The Belle of Belgrave Square (Belles of London #2)(43)
As Julia had grown older, she’d often wondered if her mother had used the excuse of poor health as a means of securing her privacy and independence. She and Papa had never had another child. They kept separate rooms and maintained largely separate lives. It was the closest thing to Mama being a widow. And Papa couldn’t complain, not when his own health was in such a precarious state—though he regularly lamented his lack of a male heir.
Women had so little power in life to control their destinies. Julia had experienced the lack of it firsthand.
She was experiencing it now.
If claiming illness could offer her a fraction of the same freedom it had given her mother, Julia didn’t see why she shouldn’t take advantage of it.
“I can’t do my duty in this condition,” she said. “I’m not able to do anything.”
Mama’s lips thinned. “Maidenish nerves, I don’t wonder.”
“It isn’t that.”
“What is it, then? Mrs. Major claims you were indisposed last night, but she failed to report the specifics of your complaint.”
“My stomach aches,” Julia said. “And I have pains in my chest.” That much was true. Her heart felt as though it had been trod on by an elephant. “I need a few days of rest to restore myself.”
Mama expression became pensive. “Your eyes are swollen. And your nose is red. Dr. Cordingley warned me about danger to the mucous membranes in those with imbalanced humors.”
The only danger Julia was in was from excessive weeping. She’d cried last night into her pillow. She felt a little like crying now, truth be told. But she was done with feeling sorry for herself. Done with pining over Captain Blunt.

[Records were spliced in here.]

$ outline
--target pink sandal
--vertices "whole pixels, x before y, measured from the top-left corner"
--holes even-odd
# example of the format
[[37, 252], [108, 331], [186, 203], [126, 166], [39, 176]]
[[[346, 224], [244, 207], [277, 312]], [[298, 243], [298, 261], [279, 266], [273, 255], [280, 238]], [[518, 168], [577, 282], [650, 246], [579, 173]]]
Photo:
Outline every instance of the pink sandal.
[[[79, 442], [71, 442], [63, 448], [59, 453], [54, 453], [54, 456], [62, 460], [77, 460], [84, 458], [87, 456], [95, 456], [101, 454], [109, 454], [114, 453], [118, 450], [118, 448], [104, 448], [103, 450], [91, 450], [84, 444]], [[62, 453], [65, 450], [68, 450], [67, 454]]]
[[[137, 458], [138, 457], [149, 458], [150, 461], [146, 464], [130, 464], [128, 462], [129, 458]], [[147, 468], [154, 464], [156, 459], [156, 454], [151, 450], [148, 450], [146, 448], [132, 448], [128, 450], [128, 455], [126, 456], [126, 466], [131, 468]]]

If she could just be alone with one of her books, the world would right itself eventually.
“Have you a fever?” Mama pressed the back of her hand to Julia’s brow. She withdrew it, frowning. “I’m so feverish myself I can hardly tell.” She stood. “I’ll summon the physician.”
Julia’s pulse quickened with apprehension. It was one thing to contemplate bloodletting in the abstract. But faced with the imminent possibility of it, her composure began to crack. “I don’t need Dr. Cordingley. I only need a few days in bed.”
“Nonsense,” Mama replied. “You’ll feel better after a good bloodletting.”
* * *
?Julia did not, in fact, feel better after a good bloodletting. She felt weak, light-headed, and entirely incapable of defending herself against Dr. Cordingley’s backward opinions on women’s reading habits.
“Novels are at the root of it, mark my words,” he said as he packed away his brass scarificator. The octagonal brass casing of the horrible instrument housed a mechanism of spring-loaded blades used to create cuts in the flesh. It was more efficient than a lancet, allowing for greater blood flow with one strike.
And there had been so much blood this time. By the time the procedure was completed, Julia was scarcely able to lower her bandaged arm from the bleeding bowl back to the bed.
“Reading novels promotes an excess of heat in the body,” Dr. Cordingley went on. “Fevers, palpitations, and so forth. It cannot be permitted in the female sex. In young ladies like your daughter, the passions must be repressed rather than stimulated.”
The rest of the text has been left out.